I have a training set on which I would like to train a neural network, using K-folds cross validation.
TL;DR: Given the number of epochs
, the set of params
to be used, and checking on the test-set, how RandomizedSearchCV
trains the model? I would think that for a combination of params, it trains the model on (K-1) folds for epochs
number of epochs. Then it tests it on the last fold. But then, what prevent us from overfitting? When "vanilla" training with a constant validation set, after each epoch keras
checks it on the validation set, is it done here as well? Even though verbose=1
I don't see the scores from the fit on the remaining fold. I saw here that we can add callbacks
to the KerasClassifier
, but then, what happens if the settings of KerasClassifier
and RandomizedSearchCV
clash? Can I add there a callback to check the val_prc
, for exampl? If so, what would happen?
Sorry for the long TL;DR!
Regarding the training procedure, I am using the keras-sklearn
interface. I defined the model using
model = KerasClassifier(build_fn=get_model_, epochs=120, batch_size=32, verbose=1)
Where get_model_
is a function that returns a compiled tf.keras
model.
Given the model, the training procedure is the following:
params = dict({'l2':[0.1,0.3,0.5,0.8],
'dropout_rate':[0.1,0.3,0.5,0.8],
'batch_size':[16,32,64,128],
'learning_rate':[0.001, 0.01, 0.05, 0.1]})

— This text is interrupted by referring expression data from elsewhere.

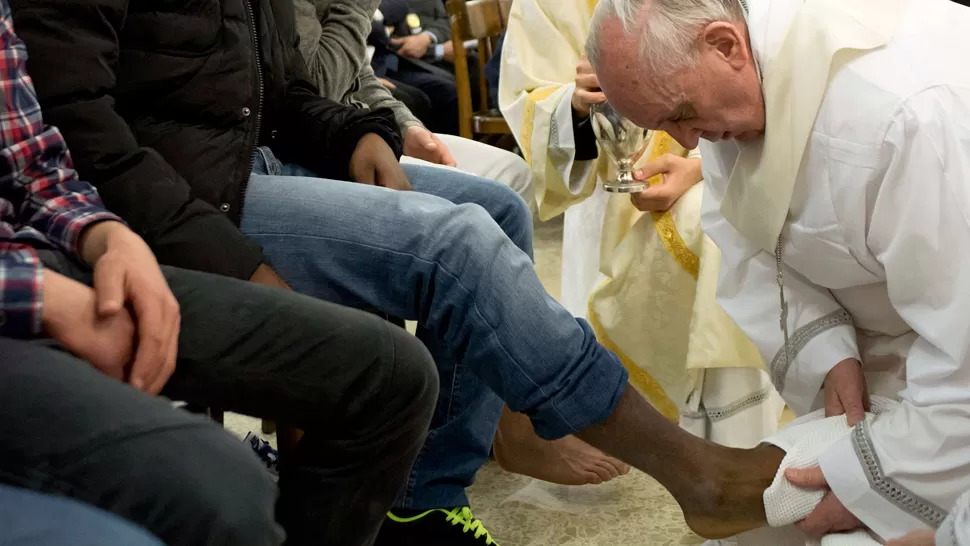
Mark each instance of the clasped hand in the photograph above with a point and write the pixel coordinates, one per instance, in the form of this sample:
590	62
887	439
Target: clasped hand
679	174
845	392
127	324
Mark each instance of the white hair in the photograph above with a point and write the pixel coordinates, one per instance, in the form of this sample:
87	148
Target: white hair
668	29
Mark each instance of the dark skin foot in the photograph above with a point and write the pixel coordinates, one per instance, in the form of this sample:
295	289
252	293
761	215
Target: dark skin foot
567	461
719	489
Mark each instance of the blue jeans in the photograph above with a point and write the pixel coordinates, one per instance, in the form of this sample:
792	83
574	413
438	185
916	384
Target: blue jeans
455	256
32	519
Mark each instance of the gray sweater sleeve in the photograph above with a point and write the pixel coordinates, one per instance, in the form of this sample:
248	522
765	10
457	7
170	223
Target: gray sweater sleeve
335	50
333	41
373	93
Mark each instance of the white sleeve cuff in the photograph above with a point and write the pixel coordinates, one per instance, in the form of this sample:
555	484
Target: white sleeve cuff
813	359
850	483
562	145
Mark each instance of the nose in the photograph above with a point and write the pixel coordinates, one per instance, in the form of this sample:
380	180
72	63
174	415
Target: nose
686	136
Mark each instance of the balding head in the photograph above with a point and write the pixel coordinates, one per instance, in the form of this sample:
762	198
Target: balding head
674	26
683	66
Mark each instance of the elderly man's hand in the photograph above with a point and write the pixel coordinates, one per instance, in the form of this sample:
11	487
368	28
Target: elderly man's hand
127	278
679	175
588	90
830	516
374	164
846	391
423	144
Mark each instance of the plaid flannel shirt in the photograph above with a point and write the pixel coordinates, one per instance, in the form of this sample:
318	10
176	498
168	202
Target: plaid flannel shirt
43	205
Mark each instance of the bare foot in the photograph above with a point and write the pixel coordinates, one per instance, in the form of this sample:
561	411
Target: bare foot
719	489
567	461
729	498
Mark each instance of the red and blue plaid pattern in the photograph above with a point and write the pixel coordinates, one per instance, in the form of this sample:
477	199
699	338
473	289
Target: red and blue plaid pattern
42	202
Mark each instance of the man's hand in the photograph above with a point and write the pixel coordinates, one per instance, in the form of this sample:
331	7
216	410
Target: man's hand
679	175
70	315
830	516
588	90
916	538
265	275
846	391
412	47
374	164
423	144
127	276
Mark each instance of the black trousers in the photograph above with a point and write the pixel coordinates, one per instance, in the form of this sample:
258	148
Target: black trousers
362	389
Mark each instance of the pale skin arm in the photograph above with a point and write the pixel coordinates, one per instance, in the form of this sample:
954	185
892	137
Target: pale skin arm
95	323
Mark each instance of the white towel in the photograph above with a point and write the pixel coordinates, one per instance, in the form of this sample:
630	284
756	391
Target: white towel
955	530
803	441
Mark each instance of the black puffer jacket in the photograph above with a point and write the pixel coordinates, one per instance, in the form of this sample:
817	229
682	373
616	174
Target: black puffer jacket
163	101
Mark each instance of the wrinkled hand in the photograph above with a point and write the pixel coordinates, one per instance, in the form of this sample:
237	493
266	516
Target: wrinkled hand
679	175
127	276
423	144
412	47
375	164
830	516
588	90
70	315
846	391
916	538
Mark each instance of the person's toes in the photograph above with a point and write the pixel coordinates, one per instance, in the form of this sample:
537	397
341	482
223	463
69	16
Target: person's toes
611	470
622	468
601	470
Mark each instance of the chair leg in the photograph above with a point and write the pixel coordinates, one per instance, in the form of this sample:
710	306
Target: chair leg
269	427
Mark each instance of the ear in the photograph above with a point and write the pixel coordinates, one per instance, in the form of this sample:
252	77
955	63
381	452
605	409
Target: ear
726	41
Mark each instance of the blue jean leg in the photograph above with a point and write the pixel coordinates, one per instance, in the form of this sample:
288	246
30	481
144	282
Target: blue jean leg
32	519
448	266
468	411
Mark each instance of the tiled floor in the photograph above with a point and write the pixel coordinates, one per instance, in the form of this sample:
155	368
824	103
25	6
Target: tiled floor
519	511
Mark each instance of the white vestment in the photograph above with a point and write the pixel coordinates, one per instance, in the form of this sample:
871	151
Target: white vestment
955	530
646	282
876	260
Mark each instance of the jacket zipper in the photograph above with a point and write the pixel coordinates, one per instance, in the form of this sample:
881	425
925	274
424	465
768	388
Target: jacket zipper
259	79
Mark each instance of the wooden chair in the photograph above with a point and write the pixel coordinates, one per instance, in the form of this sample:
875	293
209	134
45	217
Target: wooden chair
482	20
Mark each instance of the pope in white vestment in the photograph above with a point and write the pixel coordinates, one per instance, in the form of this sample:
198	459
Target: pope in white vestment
857	199
645	281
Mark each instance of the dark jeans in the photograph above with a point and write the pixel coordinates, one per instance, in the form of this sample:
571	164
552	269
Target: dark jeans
31	519
362	389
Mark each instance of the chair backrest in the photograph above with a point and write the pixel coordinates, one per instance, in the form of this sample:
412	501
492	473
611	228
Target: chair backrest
484	21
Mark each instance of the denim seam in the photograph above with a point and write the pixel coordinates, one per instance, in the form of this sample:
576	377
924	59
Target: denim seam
569	424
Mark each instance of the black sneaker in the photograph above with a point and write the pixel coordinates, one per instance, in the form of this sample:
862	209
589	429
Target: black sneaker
438	527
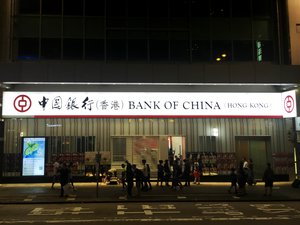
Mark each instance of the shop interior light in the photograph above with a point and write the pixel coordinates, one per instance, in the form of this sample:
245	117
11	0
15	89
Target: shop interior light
215	132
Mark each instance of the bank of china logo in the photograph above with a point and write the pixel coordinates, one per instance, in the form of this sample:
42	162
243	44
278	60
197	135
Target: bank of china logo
22	103
289	104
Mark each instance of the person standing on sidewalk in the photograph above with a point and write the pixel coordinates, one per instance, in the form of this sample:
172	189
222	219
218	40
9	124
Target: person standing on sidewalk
160	173
129	178
123	176
167	172
233	180
64	173
268	178
241	179
186	172
55	176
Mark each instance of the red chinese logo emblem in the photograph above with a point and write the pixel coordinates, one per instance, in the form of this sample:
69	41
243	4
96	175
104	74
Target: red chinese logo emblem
289	104
22	103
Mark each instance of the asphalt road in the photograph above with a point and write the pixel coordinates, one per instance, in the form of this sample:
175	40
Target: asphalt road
153	213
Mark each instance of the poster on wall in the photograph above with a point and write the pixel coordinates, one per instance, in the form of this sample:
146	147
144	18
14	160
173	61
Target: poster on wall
33	156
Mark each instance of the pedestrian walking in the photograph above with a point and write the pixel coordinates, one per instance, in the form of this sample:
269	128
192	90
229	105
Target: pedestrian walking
160	173
186	172
139	178
64	174
146	171
268	178
55	176
176	176
241	179
123	176
250	178
167	172
71	180
129	178
196	174
233	181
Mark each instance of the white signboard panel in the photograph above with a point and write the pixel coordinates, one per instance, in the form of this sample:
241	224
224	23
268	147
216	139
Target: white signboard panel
146	104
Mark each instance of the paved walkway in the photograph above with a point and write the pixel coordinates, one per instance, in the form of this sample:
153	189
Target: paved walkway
88	192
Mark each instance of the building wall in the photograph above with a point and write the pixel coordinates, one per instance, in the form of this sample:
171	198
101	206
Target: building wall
5	9
76	71
294	20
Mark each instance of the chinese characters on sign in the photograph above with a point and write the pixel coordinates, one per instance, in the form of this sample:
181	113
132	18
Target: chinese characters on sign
72	103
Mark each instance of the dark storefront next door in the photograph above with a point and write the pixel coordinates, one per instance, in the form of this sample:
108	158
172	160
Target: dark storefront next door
255	148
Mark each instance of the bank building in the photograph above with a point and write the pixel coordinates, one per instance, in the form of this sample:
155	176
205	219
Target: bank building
100	82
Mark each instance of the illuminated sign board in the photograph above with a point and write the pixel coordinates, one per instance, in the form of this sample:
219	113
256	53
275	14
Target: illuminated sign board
33	153
147	104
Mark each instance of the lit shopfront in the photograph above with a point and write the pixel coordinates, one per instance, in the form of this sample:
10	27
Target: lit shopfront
221	128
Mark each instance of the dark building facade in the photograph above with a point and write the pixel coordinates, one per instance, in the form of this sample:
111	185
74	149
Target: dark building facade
151	46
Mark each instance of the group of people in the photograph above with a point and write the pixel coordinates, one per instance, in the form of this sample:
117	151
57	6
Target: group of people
62	172
245	175
141	176
181	170
176	173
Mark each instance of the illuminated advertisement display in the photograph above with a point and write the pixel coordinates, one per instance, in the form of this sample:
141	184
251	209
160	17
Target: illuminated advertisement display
33	152
148	104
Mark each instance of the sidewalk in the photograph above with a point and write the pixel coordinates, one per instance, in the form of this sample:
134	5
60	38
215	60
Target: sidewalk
87	193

def trainer(model, X, y, folds, params, verbose=None):
from keras.wrappers.scikit_learn import KerasClassifier
from tensorflow.keras.optimizers import Adam
from sklearn.model_selection import GridSearchCV, RandomizedSearchCV
if not verbose:
v=0
else:
v = verbose
clf = RandomizedSearchCV(model,
param_distributions = params,
n_jobs = 1,
scoring="roc_auc",
cv = folds,
verbose = v)
# -------------- fit ------------
grid_result = clf.fit(X, y)
# summarize results
print('- '*40)
print("Best: %f using %s" % (grid_result.best_score_, grid_result.best_params_))
print('- '*40)
# ------ Training -------- #
trainer(model, X_train, y_train, folds, params, verbose=1)

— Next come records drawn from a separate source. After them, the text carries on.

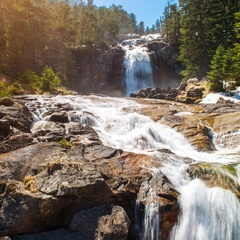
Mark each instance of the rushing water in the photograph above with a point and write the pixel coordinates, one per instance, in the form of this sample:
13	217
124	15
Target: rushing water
206	213
138	69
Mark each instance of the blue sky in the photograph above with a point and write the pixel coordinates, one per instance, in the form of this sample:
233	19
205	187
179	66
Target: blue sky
145	10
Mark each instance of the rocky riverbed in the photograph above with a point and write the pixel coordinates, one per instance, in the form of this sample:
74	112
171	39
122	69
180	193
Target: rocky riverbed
59	181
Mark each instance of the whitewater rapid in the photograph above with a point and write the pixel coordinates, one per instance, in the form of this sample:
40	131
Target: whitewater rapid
138	69
205	213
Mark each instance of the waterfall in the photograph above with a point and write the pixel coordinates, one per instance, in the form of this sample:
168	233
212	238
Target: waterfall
206	212
138	69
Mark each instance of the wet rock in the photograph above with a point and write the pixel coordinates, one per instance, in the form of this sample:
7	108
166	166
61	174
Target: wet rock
61	117
15	142
17	115
46	181
216	175
4	129
6	101
102	222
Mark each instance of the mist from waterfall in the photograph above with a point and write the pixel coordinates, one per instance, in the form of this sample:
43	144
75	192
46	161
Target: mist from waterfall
138	69
206	213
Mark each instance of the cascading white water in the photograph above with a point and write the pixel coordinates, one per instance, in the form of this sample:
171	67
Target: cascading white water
138	69
206	213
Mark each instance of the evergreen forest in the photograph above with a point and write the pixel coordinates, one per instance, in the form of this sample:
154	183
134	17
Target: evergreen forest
37	38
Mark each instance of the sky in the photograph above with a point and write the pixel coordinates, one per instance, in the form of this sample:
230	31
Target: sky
147	11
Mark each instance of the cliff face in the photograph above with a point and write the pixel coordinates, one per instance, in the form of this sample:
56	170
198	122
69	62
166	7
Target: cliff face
103	71
100	71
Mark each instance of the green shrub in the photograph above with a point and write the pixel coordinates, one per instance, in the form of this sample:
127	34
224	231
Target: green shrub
29	80
4	91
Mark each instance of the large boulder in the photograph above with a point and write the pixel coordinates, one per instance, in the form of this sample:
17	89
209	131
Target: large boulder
44	185
102	222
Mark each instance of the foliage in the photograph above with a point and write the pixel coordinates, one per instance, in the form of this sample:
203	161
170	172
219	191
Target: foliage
199	28
29	80
4	91
36	33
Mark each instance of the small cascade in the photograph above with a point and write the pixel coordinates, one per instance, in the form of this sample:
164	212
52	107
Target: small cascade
206	212
151	213
138	69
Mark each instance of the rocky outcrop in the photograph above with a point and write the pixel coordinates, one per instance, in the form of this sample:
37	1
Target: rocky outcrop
44	182
198	122
102	222
224	176
60	172
102	70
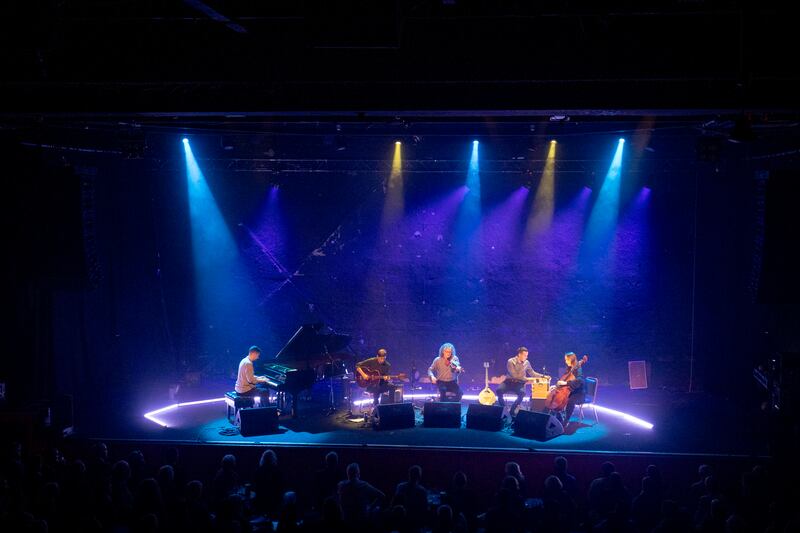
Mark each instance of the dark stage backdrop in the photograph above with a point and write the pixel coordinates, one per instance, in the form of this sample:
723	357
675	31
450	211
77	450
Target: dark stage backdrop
670	285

First, do I use RandomizedSearchCV
right? Regardless of the number of options for each param
I get the same message: Fitting 5 folds for each of 10 candidates, totalling 50 fits
Second, I have a hard problem with imbalanced data + lack of data. Even so, I get unexpectedly low scores and high loss
values.
Lastly, and following the TL;DR, what is the training procedure that is actually being done using the above code, assuming that it is correct.
Thanks!